It may not be a big chance of such events happening, but there is a chance. :wink:


----------



## DDBsR4Me (Jan 23, 2012)

My dog only gets clippings from my own horses, since I keep them at home. In my case, I know they are safe, 

But I can see your concerns about clippings at a boarding facility from horses that weren't your own.


----------



## creek817 (Feb 18, 2012)

My dog LOOOVES them. As soon as he discovered them, he's obsessed. Every time i go down to feed, twice a day, he just lays where the farrier was last time and nom noms the whole time I'm feeding haha. They're his favorite =) And, they're the only thing so far that he uses his front teeth on, so I love it!


----------



## creek817 (Feb 18, 2012)

Oh, and not totally related, but we gelded a foal on Thursday, and Dobby got to eat the....byproducts. hahaha, He loved them too!


----------



## AveryandAudrey (Sep 20, 2010)

When we had horses growing up, the Farrier would come and the dogs took the clippings before we could ever get them. t never seemed to hurt them.


----------



## Sprocket (Oct 4, 2011)

creek817 said:


> Oh, and not totally related, but we gelded a foal on Thursday, and Dobby got to eat the....byproducts. hahaha, He loved them too!


:suspicious:



That's so extraordinarily awesome!


----------



## creek817 (Feb 18, 2012)

Sprocket said:


> :suspicious:
> 
> 
> 
> That's so extraordinarily awesome!


Thanks! I thought so too haha. Dobby ate the first one, and Oscar, my stepdughter's JRT, started to eat the second one, and Dobby went straight up to him and stole it right out of his mouth! hahahaha. He's lucky Oscar is too nice to do anything but let him take it!


----------



## wolfsnaps88 (Jan 2, 2012)

Thanks everyone. I will try and see. Most of the clippings are from the foals. This is not a boarding facility. CREEK817....thank you. That visual will haunt me for at least a couple of weeks. 

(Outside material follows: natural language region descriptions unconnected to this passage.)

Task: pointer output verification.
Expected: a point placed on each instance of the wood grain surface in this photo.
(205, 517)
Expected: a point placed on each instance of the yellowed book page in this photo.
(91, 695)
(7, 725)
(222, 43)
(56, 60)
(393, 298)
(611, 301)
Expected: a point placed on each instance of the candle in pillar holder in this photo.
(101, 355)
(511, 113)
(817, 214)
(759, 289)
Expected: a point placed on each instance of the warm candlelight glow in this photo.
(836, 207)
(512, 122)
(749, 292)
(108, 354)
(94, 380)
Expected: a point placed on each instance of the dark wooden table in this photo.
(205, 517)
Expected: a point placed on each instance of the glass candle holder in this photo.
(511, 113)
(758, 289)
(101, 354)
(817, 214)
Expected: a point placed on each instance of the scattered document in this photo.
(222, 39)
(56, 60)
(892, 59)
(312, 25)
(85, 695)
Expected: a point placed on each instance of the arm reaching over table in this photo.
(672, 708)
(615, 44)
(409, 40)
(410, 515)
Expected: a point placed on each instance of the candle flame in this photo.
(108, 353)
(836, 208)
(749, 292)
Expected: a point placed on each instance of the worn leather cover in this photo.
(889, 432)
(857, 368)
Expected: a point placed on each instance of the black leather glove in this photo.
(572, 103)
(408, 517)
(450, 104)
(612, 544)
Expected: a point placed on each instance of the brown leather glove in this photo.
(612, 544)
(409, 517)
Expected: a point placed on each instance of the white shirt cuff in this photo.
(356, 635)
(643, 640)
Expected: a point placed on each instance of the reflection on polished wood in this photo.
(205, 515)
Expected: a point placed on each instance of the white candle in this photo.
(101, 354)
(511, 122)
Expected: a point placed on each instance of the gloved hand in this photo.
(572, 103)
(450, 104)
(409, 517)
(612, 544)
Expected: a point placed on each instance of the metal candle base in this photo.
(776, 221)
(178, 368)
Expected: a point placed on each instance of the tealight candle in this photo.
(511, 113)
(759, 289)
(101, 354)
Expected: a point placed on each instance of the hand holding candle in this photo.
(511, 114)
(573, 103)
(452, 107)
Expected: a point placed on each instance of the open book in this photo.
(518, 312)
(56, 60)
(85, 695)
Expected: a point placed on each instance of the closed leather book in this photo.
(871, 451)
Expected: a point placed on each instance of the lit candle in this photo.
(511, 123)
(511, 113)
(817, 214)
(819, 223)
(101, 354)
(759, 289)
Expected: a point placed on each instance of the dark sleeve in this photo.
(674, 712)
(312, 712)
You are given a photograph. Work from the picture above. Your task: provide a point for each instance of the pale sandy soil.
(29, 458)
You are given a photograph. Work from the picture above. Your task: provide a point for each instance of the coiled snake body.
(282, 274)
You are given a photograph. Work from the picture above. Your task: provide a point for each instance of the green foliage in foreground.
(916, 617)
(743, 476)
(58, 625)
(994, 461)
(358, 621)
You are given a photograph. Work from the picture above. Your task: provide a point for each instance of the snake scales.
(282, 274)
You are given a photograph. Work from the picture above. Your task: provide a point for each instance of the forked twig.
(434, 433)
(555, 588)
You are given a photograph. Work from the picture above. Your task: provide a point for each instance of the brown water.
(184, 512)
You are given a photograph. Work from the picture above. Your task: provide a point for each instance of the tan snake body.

Anyone see the movie Hostile? Its a torture porn really, husband wanted to watch it. They cut a man's penis off and a german shepard runs over and eats it. Raw diet at its finest


----------



## creek817 (Feb 18, 2012)

wolfsnaps88 said:


> Thanks everyone. I will try and see. Most of the clippings are from the foals. This is not a boarding facility. CREEK817....thank you. That visual will haunt me for at least a couple of weeks.
> 
> Anyone see the movie Hostile? Its a torture porn really, husband wanted to watch it. They cut a man's penis off and a german shepard runs over and eats it. Raw diet at its finest



ROFL. I tried to get pictures, but they were too quick for me, and I was kind of busy trying to help the vet with the foal! But really, they were quite small, and didn't look that different to him eating any other raw food - if that helps with the visuals. haha.

YOUR visuals on the other hand....yikes!!!!


----------



## Dude and Bucks Mamma (May 14, 2011)

I grew up with dogs eating horse poop and horse clippings. My doberman knew where we kept the poop wheelbarrow and she would help herself...

She and my rottie also hung out around the farrier when he came and both girls would steal the clippings.

I boarded my mare (in high school) at my trainer's and her corgis and her catahoula stole and ate the clippings off of whatever horse he was working on. Half of them were probably treated with something... They never died early or had any issues but they could have just been lucky. I, personally, would only give them clippings from "naked" horses.


----------